Wenn sich weder die Regierung noch das Parlament einigen können, dann sind es wir Bürger, die erneut abstimmen müssen. Wir müssen ein zweites Referendum abhalten können und über unsere Zukunft entscheiden – frei von Falschbehauptungen, illegalen Aktionen, frei von Lügen und und frei von gebrochenen Versprechen. Wenn weder die Regierung einen besseren Deal mit der EU aushandeln kann, noch die Opposition, dann müssen wir – die Bürger – erneut Verantwortung übernehmen dürfen. 

Protestmarsch für den Brexit
Anti-Brexit-Protest in London

EU schützt Frauen- und Minderheitenrechte

Warum kämpfe gerade ich gegen den Brexit? Weil die Rechte von Frauen und Minderheiten außerhalb der EU gefährdet sind. Darum werde ich weiterkämpfen für ein zweites Referendum, um die Rechte von Frauen, Minderheiten, EU-Bürgern und im Ausland lebenden Briten zu garantieren. Was die EU dazu beigetragen hat, um die Frauenrechte und Gleichheit in Großbritannien zu stärken? Als eine Aktivistin für Frauenrechte werde ich das oft gefragt.

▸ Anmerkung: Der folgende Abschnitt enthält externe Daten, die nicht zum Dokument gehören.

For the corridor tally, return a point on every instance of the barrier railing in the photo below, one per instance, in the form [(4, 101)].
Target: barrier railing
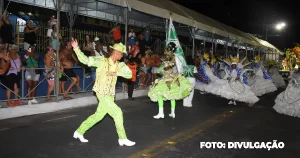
[(43, 39), (84, 86)]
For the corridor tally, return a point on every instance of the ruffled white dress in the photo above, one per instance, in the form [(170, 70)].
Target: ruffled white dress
[(261, 85), (288, 101), (233, 89), (204, 87), (277, 78), (229, 89)]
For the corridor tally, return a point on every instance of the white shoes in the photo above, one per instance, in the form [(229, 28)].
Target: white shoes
[(34, 101), (172, 114), (160, 114), (126, 142), (122, 142), (80, 137), (232, 102)]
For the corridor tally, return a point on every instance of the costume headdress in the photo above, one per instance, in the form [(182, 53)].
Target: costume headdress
[(206, 56), (257, 59), (213, 60), (227, 59), (234, 60), (119, 47)]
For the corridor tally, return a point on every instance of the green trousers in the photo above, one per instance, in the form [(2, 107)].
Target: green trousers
[(106, 105)]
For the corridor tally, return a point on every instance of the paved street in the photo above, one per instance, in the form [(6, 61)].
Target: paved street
[(209, 120)]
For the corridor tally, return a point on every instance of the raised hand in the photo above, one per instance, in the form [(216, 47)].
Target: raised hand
[(74, 43)]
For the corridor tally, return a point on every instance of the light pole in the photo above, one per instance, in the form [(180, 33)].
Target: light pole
[(279, 26)]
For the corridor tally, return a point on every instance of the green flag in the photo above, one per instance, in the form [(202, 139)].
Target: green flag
[(172, 37)]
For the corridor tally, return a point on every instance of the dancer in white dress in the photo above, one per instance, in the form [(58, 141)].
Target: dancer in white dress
[(263, 81), (206, 74), (274, 72), (232, 88), (288, 101)]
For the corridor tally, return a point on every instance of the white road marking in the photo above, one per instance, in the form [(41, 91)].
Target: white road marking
[(4, 129), (60, 118)]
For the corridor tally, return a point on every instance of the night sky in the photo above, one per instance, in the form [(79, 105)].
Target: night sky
[(253, 17)]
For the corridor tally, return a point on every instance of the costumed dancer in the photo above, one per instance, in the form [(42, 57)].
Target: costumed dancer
[(171, 86), (233, 88), (263, 81), (190, 73), (288, 101), (207, 77), (274, 68), (108, 69)]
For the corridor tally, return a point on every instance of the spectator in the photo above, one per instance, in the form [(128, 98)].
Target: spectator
[(50, 62), (67, 59), (142, 43), (4, 61), (32, 76), (131, 37), (135, 49), (155, 66), (147, 38), (130, 83), (88, 50), (6, 29), (13, 76), (138, 61), (55, 38), (117, 34), (50, 24), (29, 35)]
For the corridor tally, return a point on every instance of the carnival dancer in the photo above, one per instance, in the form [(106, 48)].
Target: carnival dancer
[(288, 101), (274, 72), (233, 88), (190, 73), (206, 73), (108, 69), (172, 86), (263, 81)]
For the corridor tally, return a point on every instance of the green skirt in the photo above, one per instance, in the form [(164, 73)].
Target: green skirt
[(175, 87)]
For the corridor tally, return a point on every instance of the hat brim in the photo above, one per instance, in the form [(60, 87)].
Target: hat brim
[(124, 52)]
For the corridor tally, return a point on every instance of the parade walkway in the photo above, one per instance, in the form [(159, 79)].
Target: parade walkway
[(209, 120)]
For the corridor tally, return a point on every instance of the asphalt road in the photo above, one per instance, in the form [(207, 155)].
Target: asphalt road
[(209, 120)]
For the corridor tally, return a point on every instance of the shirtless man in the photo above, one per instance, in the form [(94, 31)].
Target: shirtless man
[(67, 60)]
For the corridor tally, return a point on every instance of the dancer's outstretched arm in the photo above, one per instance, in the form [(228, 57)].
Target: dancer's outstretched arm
[(124, 71), (242, 61), (89, 61)]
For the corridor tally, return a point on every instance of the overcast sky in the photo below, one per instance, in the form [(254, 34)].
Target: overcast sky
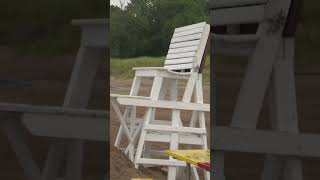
[(116, 2)]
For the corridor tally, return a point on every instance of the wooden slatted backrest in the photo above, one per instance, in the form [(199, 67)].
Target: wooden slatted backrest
[(187, 47)]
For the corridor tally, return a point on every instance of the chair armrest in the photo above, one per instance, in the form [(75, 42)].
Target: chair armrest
[(144, 102), (160, 72)]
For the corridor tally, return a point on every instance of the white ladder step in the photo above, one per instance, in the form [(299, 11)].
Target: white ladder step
[(190, 139)]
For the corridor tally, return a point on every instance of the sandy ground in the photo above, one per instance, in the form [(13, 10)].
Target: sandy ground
[(123, 87)]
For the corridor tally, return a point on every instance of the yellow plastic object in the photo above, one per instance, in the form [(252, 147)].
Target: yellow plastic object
[(190, 156)]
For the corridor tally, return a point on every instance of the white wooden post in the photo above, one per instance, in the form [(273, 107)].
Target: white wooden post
[(89, 57)]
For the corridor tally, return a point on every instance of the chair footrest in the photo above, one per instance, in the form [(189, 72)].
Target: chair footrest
[(161, 162)]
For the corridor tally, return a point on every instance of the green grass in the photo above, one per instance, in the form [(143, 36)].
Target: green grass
[(122, 68)]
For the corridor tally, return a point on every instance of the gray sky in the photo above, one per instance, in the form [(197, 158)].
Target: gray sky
[(116, 2)]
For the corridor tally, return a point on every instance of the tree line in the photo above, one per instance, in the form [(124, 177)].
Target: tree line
[(145, 27)]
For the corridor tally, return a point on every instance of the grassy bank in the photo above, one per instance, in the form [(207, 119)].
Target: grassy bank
[(122, 68)]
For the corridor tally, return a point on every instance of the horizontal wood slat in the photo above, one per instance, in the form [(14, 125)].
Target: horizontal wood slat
[(183, 49), (189, 32), (186, 38), (184, 44), (179, 61), (162, 162), (181, 55), (179, 66), (183, 138)]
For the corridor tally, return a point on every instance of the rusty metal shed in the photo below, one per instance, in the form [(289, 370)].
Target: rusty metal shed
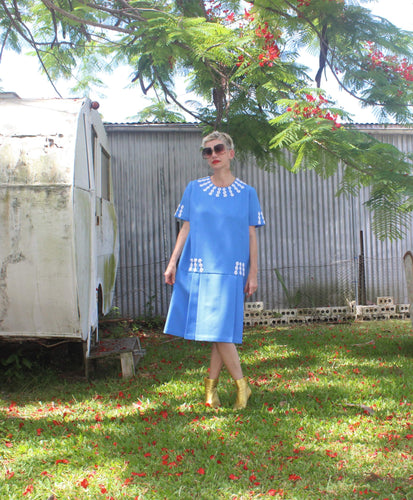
[(312, 236)]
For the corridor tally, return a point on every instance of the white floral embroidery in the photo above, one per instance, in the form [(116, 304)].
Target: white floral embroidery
[(196, 265), (239, 268), (209, 187), (261, 219), (179, 210)]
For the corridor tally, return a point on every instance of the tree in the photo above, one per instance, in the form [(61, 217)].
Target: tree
[(242, 60)]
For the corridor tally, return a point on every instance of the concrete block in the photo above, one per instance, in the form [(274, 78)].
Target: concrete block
[(254, 306), (384, 301)]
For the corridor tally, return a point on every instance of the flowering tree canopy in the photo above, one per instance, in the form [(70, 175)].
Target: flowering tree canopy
[(244, 60)]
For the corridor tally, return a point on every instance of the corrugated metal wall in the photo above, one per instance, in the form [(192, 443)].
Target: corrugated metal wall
[(312, 237)]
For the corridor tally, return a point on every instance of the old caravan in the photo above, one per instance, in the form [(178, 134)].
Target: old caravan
[(58, 226)]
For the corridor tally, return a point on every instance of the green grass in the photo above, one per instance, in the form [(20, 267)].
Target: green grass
[(330, 418)]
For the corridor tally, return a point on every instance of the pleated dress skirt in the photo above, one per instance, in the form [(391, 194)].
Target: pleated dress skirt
[(207, 307)]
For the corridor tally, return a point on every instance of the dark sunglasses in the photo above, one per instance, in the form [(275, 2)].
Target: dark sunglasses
[(218, 148)]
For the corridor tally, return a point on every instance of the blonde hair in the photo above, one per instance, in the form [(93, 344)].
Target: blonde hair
[(219, 136)]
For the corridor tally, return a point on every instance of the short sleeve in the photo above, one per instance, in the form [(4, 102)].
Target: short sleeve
[(256, 217), (183, 210)]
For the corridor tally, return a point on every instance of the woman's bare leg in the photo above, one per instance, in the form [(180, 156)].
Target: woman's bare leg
[(224, 353)]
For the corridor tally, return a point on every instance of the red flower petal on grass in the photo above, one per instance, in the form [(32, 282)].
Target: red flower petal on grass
[(28, 490), (233, 477), (274, 492), (84, 483)]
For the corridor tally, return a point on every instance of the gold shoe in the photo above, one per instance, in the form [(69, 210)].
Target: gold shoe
[(211, 394), (243, 394)]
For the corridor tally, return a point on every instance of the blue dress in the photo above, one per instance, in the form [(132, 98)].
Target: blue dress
[(207, 301)]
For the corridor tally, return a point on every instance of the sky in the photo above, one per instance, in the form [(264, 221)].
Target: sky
[(119, 102)]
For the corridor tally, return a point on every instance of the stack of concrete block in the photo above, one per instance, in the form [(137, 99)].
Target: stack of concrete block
[(385, 309)]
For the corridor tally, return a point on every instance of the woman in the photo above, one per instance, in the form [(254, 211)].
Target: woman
[(217, 247)]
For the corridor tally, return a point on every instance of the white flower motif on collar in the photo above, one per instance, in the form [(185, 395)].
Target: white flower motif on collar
[(209, 187)]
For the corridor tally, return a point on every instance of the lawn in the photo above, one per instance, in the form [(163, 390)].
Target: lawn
[(330, 418)]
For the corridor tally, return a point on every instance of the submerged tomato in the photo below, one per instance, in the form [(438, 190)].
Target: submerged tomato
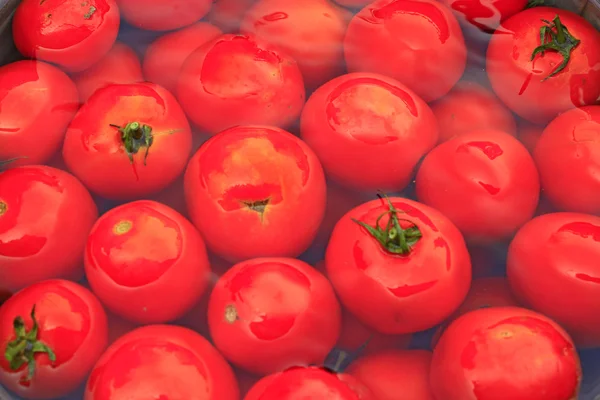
[(74, 34), (359, 123), (505, 353), (37, 102), (128, 141), (413, 282), (162, 362), (418, 42), (248, 186), (45, 217), (71, 335)]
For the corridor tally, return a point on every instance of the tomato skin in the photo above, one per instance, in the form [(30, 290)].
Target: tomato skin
[(162, 361), (497, 353), (485, 181), (70, 33), (435, 276), (518, 81), (71, 322), (47, 214), (358, 124), (262, 164), (165, 56), (379, 41), (94, 152), (243, 77), (35, 97)]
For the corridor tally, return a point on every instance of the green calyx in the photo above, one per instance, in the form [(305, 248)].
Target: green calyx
[(22, 350), (554, 36), (393, 238)]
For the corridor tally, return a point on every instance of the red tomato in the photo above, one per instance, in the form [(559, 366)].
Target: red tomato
[(146, 262), (505, 353), (52, 333), (392, 372), (411, 276), (45, 217), (165, 56), (128, 141), (254, 183), (359, 123), (470, 107), (568, 157), (243, 77), (74, 34), (311, 31), (163, 15), (162, 362), (37, 102), (119, 65), (485, 181), (539, 90), (418, 43)]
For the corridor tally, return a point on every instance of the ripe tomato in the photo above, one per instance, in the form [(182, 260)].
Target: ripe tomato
[(470, 107), (419, 43), (52, 333), (165, 56), (163, 15), (45, 217), (162, 362), (37, 102), (392, 372), (74, 34), (539, 90), (243, 77), (505, 353), (310, 31), (146, 262), (128, 141), (359, 123), (119, 65), (405, 257), (485, 181), (254, 183), (571, 184)]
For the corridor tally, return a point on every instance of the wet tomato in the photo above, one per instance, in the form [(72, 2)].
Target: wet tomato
[(409, 261), (539, 89), (162, 362), (485, 181), (419, 43), (128, 141), (146, 262), (358, 124), (74, 34), (45, 217), (248, 186), (505, 353), (51, 335), (243, 77), (37, 102)]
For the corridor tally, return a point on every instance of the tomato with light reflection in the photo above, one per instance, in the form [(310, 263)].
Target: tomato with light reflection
[(358, 123), (162, 362), (508, 353), (255, 191), (74, 34), (484, 181), (409, 261), (417, 42), (128, 141), (45, 217), (65, 324), (538, 90)]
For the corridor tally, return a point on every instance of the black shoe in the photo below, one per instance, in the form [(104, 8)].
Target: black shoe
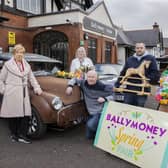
[(24, 139), (14, 138)]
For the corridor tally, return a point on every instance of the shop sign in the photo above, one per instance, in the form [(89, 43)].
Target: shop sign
[(135, 134), (95, 26), (11, 38)]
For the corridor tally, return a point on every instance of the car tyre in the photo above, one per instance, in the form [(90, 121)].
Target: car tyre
[(37, 127)]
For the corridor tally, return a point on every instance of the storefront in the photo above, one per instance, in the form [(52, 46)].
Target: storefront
[(59, 34)]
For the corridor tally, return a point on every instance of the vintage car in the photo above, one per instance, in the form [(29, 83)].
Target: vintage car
[(53, 107)]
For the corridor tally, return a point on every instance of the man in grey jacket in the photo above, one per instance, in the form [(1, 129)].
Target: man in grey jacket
[(95, 94)]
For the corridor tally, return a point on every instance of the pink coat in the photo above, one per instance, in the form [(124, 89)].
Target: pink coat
[(12, 84)]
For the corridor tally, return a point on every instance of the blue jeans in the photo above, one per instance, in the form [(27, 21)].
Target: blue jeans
[(134, 99), (91, 125)]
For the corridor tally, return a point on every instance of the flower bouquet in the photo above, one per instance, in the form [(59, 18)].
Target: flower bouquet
[(63, 74)]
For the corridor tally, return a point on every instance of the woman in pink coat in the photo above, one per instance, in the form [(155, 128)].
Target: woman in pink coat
[(14, 78)]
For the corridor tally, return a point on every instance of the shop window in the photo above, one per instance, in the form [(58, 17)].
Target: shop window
[(92, 49), (108, 51), (31, 6)]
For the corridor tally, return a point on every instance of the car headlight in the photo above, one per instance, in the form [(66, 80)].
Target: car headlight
[(57, 103)]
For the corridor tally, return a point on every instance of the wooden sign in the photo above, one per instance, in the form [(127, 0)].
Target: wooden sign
[(135, 134)]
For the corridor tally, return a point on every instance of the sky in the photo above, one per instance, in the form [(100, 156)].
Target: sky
[(135, 15)]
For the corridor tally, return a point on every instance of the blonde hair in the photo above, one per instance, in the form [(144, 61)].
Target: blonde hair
[(80, 49), (18, 47)]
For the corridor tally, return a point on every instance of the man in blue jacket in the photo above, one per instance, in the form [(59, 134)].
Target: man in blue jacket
[(95, 94), (151, 73)]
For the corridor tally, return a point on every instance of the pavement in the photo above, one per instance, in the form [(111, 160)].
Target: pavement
[(66, 149)]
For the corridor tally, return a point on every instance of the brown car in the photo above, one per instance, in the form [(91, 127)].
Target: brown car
[(53, 107)]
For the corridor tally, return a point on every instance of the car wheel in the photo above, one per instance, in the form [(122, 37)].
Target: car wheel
[(36, 126)]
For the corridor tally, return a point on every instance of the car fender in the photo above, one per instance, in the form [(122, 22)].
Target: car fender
[(42, 104)]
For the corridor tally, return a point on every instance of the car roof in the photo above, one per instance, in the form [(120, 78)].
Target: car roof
[(31, 57)]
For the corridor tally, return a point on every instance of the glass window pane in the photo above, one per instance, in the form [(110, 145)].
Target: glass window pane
[(32, 6)]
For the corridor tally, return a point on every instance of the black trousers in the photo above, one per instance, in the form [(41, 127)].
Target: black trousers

Auf diese Frage antworte ich immer zuerst, dass die „Gleichheit zwischen Mann und Frau“ ein Grundsatz seit der Gründung der EU 1957 ist. Die EU hat außerdem durch ihre Gesetzgebung beispielsweise die Elternzeit für beide Partner ermöglicht, sowie gleiche Bezahlung, Schutz vor Diskriminierung, spezielle Förderung für von Frauen geführte Projekte und Schutz gegen Menschenhandel und Belästigung. Darüber hinaus schützen uns die EU-Gesetze über die Ländergrenzen hinweg. Sie stellen sicher, dass zum Beispiel einstweilige Verfügungen in allen EU-Ländern umgesetzt werden.

Wir könnten unsere Rechte verlieren

Und das Beste daran ist, dass diese Gesetze Frauen schützen und dass jede Regierung der Gegenwart und Zukunft an sie gebunden ist. Kein Staat kann diese Gesetze abschaffen. Polen könnte es versuchen, Ungarn könnte es versuchen. Aber solange sie Teil der EU sind, werden sie scheitern. Es mag vielleicht unrealistisch erscheinen, dass Großbritannien nach einem Brexit all diese Rechte zum Schutz für Frauen und Minderheiten zurücknehmen würde. Fakt aber ist, es wäre möglich. Verlassen wir die EU, verlieren wir auch diesen Schutz. Wir könnten all das neu erstreiten müssen, was längst erstritten ist. Warum? Ich sehe das nicht ein.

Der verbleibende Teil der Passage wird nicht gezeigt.